The Boyd Group, which has previously worked with the Missouri Department of Transportation on aviation issues in Missouri, is now working with the city to help push the airport to greener, and perhaps wider, pastures. City Manager Mike Matthes said Steve Wyatt, vice provost for economic development at MU, helped the city connect with the consulting firm.
In his presentation, Boyd offered some insight into the financial health of Delta Air Lines, which since August 2010 has provided flights between Columbia Regional and Memphis International airports. Delta canceled one of its three daily flights out of Columbia between December and February but intends to restore those midday flights in March.
Boyd said he believes that despite the administrative and budget issues Delta is facing, there's no need to worry about any negative impact at the Columbia airport.
"This place ran into air service problems because of problems in the airline industry, not because of problems in Columbia," Boyd said.
Boyd said Columbia's flight service market is in high demand, which sets it apart from other regional airports. He cited the fact that nearly 80 percent of the seats on Delta's flights to and from Columbia were filled in 2011, and noted the heavy national and international flight demand from both sports and MU events.
Mayor Bob McDavid said he thinks it's important that Columbia increases its air service.
"University of Missouri is the main driver in Columbia, and the University of Missouri needs that increased service," McDavid said. "And that's the bottom line."
City officials and others have been talking for years about expanding the airport, and first-phase plans for construction on the terminal are already in motion.
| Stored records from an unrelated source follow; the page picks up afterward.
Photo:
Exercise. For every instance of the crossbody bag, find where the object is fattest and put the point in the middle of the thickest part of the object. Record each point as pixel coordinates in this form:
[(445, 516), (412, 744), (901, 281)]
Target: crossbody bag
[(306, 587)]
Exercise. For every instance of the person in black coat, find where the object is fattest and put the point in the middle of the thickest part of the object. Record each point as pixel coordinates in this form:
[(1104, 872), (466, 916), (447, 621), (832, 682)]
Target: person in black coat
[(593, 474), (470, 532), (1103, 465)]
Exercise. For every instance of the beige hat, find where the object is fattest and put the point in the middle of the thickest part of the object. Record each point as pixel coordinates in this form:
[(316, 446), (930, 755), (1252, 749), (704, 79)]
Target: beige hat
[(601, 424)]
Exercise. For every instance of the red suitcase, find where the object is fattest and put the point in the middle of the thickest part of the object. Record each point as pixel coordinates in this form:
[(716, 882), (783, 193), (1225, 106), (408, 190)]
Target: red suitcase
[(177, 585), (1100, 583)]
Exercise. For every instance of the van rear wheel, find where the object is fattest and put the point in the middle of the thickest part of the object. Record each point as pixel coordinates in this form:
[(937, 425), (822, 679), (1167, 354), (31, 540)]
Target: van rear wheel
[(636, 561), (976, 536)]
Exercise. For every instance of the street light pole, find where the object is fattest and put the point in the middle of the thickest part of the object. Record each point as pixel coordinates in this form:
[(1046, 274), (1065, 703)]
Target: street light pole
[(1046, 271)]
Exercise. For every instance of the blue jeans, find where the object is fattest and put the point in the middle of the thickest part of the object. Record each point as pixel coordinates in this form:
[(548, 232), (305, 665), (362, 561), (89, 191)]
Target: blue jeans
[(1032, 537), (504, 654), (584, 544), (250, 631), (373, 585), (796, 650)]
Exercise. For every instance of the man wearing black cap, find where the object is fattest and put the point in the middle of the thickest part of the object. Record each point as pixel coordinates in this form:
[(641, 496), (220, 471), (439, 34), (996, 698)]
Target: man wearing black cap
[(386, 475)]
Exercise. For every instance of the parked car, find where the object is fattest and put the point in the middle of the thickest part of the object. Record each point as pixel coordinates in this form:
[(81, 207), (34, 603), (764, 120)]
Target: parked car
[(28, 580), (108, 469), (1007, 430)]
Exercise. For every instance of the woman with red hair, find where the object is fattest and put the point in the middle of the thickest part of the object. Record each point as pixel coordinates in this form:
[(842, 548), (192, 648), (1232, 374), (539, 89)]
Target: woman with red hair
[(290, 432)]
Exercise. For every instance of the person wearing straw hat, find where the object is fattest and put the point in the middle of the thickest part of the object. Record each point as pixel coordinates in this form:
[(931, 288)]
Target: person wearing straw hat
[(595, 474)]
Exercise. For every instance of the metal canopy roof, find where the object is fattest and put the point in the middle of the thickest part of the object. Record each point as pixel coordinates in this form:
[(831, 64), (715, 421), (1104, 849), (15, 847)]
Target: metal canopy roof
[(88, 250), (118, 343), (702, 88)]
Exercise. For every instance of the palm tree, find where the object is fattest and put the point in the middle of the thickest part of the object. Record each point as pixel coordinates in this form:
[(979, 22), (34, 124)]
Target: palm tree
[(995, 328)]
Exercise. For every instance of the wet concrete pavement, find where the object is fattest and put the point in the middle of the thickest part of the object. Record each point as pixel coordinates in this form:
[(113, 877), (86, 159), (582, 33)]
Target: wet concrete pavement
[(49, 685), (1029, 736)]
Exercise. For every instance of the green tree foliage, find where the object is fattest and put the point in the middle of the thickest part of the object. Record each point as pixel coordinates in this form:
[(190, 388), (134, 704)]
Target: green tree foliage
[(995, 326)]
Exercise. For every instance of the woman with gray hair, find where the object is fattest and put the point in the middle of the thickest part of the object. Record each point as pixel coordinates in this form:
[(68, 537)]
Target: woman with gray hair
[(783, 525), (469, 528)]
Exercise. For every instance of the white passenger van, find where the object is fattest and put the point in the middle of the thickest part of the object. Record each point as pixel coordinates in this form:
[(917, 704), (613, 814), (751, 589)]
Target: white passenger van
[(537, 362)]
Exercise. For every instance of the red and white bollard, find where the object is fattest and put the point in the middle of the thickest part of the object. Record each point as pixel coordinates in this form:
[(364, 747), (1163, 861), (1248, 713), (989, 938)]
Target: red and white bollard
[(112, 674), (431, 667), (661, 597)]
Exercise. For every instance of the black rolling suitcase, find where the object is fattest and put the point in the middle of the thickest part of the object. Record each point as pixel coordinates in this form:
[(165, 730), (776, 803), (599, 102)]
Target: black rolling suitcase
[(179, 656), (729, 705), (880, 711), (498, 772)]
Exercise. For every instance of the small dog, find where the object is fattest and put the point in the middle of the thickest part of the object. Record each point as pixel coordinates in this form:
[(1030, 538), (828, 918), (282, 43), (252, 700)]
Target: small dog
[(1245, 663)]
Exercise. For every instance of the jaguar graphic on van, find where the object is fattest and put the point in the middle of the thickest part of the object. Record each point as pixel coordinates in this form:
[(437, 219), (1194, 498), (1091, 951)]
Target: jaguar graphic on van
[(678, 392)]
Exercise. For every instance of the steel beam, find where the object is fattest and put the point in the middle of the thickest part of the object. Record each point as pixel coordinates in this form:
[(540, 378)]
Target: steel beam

On a recent edition of "Intersection," a KBIA-91.3 FM talk show, Matthes discussed short-term goals, which include fixing taxiways on the runway and potentially using a temporary building to give customers more space. These plans are described as "phase 1" in a report shown to the City Council in January.
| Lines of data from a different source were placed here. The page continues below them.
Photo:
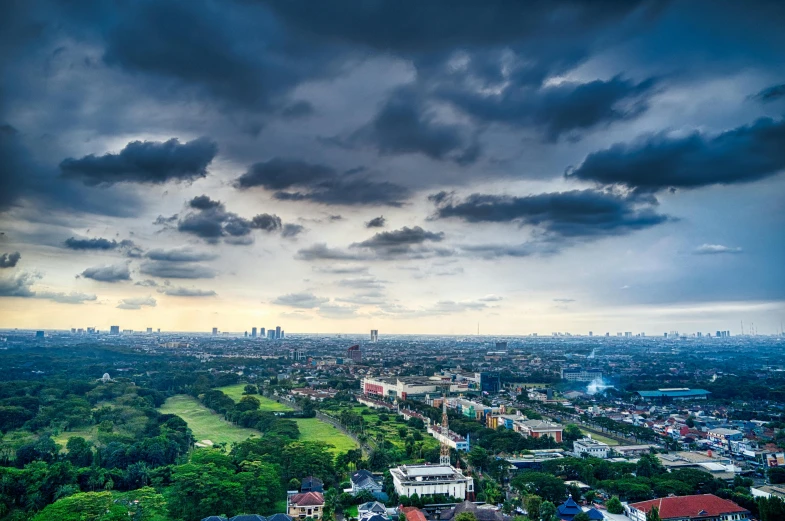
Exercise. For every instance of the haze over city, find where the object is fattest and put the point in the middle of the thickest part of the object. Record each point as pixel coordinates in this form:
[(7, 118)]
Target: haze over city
[(425, 168)]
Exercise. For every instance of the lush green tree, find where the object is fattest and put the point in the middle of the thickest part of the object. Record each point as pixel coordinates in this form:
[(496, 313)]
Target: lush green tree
[(547, 486), (548, 512), (466, 516), (80, 452), (614, 506), (88, 506), (532, 505)]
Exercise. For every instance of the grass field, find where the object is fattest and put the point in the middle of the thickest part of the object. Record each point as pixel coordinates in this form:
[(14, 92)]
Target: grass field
[(205, 424), (235, 392), (312, 429), (600, 437)]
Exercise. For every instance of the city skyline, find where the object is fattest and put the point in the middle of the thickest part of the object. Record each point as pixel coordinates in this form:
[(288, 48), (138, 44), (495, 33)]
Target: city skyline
[(561, 166)]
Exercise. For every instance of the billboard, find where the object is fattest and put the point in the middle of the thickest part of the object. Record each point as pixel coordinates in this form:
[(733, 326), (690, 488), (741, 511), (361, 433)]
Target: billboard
[(776, 459)]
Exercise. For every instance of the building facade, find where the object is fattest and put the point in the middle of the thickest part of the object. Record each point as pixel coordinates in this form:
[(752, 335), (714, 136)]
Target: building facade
[(427, 480)]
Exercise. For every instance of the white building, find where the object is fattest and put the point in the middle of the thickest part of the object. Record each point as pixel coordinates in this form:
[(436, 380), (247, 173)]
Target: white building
[(427, 480), (593, 448)]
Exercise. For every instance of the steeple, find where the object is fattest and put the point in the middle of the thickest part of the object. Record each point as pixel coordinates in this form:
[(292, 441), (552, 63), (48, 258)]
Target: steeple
[(444, 454)]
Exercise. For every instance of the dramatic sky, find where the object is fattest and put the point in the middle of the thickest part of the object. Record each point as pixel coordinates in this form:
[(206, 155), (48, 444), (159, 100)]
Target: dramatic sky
[(408, 166)]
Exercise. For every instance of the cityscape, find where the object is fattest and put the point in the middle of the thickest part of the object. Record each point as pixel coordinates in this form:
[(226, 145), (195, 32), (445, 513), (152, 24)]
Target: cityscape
[(392, 260)]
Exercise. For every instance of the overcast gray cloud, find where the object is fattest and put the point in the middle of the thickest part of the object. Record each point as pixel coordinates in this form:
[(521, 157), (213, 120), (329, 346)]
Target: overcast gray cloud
[(538, 129), (9, 260), (113, 273)]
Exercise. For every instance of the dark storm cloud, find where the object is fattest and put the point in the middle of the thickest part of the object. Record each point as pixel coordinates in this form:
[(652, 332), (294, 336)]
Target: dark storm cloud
[(405, 125), (411, 26), (9, 260), (773, 93), (176, 270), (211, 222), (406, 243), (114, 273), (296, 110), (150, 162), (136, 303), (559, 110), (24, 178), (660, 161), (18, 285), (576, 213), (320, 184), (716, 249), (179, 291), (292, 230), (236, 54), (376, 222), (300, 300), (180, 255)]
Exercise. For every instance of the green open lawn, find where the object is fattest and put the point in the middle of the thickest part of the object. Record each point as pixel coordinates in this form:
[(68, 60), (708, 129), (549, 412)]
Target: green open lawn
[(205, 424), (312, 429), (87, 433), (235, 392), (600, 437)]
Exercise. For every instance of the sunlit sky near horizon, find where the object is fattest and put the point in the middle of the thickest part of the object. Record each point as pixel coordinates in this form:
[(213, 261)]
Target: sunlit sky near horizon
[(412, 167)]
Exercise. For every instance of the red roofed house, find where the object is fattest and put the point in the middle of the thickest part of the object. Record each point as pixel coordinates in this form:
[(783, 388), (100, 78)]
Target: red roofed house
[(307, 504), (704, 507)]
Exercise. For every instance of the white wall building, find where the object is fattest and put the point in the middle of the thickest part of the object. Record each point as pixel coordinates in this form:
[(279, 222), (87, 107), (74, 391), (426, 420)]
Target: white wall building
[(427, 480), (593, 448)]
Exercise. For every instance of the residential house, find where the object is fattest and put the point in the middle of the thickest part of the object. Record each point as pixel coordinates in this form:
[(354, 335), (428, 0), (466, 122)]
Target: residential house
[(308, 504)]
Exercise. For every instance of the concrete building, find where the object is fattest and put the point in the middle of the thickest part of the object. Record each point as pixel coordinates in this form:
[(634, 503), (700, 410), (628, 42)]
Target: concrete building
[(593, 448), (538, 429), (427, 480), (580, 374)]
Boyd also addressed the much-debated topic of a second flight destination. He said that Chicago, at 315 miles away, is an ideal location as opposed to more distant hubs like Dallas/Fort Worth International Airport or Denver International Airport.
Boyd encouraged those at the meeting to focus on maintaining relations with Delta for the time being. He said the airport should push for higher-capacity airplanes to replace the 50-seat jets Delta uses now.
Matthes and the City Council have discussed whether a higher lodging tax might be a good way to help pay for a "phase 2" renovation and expansion of the airport's terminal, a project that would cost an estimated $17 million. The proposal on the table would raise the tax from 4 percent to 7 percent. The tax would need voter approval but is already backed by McDavid.
Talk at the meeting also turned toward the airport's overall budget. Boyd described the challenge airports such as Columbia Regional face when trying to keep up with the demands of an airline. Airlines calculate the cost of flying from Point A to Point B by balancing revenue from fares against the cost of employee salaries, fuel and other expenses. If they come up short on revenue, it falls to airports to make up the difference.
Boyd said his firm will soon put together a more official presentation on its analysis of the airport's future.
Matthes said Boyd's remarks were exciting and that the meeting puts the city and the airport firmly on the path toward expansion and development.
"We are absolutely going in that direction," Matthes said.